"As Eric Lichtblau began research for a non-fiction book on the rise of hate crimes in the United States, he found that there was a seemingly unending array of horrific examples. In 2022, a White supremacist shot and killed 10 Black people at a Buffalo supermarket. That same year, a Colorado Springs man, inspired by other hate-inspired mass shootings, killed five patrons at an LGBTQ nightclub."
"A few years earlier, 23 Hispanic people were shot and killed at an El Paso Walmart by a man who posted a hate-filled manifesto online before opening fire. Before that, 11 Jewish people died when a similarly motivated gunman started shooting inside a Pittsburgh synagogue.

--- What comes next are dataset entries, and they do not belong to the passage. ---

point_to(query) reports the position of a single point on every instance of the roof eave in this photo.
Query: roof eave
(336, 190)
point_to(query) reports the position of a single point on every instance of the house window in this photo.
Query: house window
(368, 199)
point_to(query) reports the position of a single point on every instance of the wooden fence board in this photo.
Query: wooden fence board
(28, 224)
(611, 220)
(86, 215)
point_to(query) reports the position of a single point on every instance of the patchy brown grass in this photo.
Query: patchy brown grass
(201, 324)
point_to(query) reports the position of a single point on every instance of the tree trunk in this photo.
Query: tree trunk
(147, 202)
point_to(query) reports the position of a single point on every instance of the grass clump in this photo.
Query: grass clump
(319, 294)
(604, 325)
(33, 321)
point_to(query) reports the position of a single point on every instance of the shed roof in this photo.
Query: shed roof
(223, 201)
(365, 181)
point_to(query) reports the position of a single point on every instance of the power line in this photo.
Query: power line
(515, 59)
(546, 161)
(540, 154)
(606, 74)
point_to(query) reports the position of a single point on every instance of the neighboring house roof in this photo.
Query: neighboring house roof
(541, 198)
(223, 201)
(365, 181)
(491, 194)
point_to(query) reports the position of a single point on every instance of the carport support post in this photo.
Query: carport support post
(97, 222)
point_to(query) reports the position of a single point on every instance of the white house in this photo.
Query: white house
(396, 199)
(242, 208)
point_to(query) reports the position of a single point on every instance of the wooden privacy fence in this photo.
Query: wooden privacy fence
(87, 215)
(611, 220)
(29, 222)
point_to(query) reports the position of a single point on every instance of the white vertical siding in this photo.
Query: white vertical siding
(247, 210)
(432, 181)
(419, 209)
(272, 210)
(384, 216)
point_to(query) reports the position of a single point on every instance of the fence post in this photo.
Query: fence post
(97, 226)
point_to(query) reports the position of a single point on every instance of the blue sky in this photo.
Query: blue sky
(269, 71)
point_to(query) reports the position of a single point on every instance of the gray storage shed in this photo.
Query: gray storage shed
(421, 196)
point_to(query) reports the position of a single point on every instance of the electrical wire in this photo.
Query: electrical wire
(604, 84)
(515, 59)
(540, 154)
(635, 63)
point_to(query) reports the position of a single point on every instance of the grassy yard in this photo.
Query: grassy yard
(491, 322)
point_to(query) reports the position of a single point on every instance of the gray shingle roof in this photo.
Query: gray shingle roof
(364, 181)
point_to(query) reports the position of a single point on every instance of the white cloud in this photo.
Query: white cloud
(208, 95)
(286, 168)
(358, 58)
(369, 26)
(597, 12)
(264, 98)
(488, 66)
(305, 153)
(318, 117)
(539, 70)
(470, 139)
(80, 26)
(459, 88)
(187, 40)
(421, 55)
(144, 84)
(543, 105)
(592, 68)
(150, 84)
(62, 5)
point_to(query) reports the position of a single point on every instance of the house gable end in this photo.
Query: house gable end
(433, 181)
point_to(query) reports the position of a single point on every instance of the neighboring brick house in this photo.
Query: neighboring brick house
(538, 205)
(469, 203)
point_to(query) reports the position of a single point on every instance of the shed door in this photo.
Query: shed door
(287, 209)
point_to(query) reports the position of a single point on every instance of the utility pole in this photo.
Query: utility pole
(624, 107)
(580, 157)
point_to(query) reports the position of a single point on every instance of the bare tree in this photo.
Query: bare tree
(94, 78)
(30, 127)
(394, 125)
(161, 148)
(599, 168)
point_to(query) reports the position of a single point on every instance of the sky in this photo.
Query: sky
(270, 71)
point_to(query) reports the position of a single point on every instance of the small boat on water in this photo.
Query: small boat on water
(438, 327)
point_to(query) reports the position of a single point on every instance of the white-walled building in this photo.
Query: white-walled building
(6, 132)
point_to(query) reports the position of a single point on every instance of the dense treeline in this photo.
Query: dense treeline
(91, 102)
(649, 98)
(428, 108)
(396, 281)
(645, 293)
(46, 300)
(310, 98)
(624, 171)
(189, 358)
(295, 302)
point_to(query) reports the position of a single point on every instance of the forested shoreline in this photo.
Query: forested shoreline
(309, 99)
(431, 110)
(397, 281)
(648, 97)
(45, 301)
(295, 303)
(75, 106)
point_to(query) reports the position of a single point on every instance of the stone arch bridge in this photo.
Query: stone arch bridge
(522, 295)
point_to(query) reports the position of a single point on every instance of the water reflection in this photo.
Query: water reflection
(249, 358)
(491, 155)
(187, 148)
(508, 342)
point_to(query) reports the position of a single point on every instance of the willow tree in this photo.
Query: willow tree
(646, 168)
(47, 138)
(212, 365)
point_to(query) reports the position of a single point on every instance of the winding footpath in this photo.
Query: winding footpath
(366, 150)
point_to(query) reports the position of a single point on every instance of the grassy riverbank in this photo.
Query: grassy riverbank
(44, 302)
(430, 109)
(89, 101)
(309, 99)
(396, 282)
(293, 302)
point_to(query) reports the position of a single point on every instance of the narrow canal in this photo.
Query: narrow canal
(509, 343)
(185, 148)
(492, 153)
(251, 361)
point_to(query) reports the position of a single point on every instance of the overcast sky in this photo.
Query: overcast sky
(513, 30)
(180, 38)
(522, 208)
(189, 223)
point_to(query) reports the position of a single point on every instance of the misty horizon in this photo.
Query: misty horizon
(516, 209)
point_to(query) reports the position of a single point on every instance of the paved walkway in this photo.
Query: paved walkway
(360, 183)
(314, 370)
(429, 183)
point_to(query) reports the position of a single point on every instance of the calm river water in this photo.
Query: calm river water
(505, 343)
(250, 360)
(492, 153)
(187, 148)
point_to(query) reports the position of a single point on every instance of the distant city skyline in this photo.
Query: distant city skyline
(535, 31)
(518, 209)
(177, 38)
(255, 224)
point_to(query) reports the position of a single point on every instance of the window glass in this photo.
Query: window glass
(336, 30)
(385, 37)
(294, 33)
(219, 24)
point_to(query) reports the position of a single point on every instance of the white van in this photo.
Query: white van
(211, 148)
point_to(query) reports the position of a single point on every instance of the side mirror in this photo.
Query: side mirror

Eric Lichtblau's new book, American Reich: A Murder in Orange County, Neo-Nazis, and a New Age of Hate, centers its exploration around the rise of hate crimes in the United States around the murder of Irvine teenager Blaze Bernstein, seen here, by Samuel Woodward, a former high school classmate turned neo-Nazi. Bernstein's parents, Jeanne Pepper and Gideon Bernstein, are seen here in 2019, about one year after his death."

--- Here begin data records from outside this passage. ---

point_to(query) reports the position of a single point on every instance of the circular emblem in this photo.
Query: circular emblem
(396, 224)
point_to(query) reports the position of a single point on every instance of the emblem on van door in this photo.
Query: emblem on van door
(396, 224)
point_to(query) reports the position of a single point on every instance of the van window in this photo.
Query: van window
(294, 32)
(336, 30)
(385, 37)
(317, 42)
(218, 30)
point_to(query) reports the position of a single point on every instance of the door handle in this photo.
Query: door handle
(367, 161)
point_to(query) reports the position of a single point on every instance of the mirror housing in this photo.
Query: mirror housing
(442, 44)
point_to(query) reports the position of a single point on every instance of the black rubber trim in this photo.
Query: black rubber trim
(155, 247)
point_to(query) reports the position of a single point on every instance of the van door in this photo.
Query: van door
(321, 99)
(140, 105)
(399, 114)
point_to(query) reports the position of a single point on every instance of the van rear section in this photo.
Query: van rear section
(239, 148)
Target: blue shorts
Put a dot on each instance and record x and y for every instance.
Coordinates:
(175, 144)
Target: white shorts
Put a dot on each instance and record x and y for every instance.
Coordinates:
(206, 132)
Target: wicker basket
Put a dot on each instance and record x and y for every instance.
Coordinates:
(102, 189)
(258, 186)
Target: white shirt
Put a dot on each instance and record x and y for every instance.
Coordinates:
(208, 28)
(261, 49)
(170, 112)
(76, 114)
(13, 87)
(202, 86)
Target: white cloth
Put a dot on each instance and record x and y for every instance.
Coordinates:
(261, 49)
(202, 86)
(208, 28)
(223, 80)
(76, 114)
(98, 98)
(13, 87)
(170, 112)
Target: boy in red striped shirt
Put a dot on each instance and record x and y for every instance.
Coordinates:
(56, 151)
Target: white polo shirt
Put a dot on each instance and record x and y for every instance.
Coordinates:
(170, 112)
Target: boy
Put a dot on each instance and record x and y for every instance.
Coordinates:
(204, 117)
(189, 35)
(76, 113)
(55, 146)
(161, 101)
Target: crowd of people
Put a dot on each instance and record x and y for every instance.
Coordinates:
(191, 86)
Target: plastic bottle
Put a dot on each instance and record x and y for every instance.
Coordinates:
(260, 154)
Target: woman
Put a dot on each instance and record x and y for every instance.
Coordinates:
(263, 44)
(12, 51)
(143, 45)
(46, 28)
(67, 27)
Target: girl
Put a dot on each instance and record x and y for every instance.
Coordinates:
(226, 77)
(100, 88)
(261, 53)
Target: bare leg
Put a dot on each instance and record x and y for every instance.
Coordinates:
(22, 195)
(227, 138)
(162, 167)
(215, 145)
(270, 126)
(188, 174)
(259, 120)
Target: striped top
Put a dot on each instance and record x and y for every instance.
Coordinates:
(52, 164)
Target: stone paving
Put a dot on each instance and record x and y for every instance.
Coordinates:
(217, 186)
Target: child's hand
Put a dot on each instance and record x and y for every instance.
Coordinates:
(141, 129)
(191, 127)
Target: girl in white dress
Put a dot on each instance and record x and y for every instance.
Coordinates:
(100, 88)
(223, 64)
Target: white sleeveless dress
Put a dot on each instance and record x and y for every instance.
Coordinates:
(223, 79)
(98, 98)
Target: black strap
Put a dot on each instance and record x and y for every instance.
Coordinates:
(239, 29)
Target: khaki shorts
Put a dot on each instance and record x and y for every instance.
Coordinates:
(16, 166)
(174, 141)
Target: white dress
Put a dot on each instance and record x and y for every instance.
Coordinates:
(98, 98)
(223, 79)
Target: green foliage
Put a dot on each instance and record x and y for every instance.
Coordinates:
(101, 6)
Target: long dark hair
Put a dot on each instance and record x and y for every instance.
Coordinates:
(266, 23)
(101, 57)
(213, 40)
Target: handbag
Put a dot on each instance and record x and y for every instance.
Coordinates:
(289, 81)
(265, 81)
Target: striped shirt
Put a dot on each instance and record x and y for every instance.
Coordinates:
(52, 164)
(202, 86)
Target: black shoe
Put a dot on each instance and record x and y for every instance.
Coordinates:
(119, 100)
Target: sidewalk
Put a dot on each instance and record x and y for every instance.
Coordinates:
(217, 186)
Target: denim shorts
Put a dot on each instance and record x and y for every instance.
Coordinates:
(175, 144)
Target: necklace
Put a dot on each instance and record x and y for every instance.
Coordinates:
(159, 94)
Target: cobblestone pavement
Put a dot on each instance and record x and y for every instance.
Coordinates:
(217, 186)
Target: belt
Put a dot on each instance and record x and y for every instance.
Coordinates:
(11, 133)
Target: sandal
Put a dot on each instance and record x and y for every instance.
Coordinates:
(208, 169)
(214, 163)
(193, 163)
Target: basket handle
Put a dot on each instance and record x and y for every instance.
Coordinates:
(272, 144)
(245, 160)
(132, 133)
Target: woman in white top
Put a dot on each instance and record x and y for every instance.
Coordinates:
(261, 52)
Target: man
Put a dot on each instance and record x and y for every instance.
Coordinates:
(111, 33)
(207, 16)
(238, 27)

Hate-motivated violence has intensified in the United States, marked by fatal mass shootings and targeted killings of marginalized groups. In 2022, a White supremacist killed 10 Black people at a Buffalo supermarket and another attacker killed five patrons at an LGBTQ nightclub. Earlier attacks included 23 Hispanic people shot at an El Paso Walmart after a shooter posted a hate-filled manifesto, and 11 Jewish worshippers killed at a Pittsburgh synagogue. The murder of Irvine teenager Blaze Bernstein by Samuel Woodward, a former high school classmate turned neo-Nazi, exemplifies the personalized and ideological nature of recent hate violence. Bernstein's parents were photographed about one year after his death.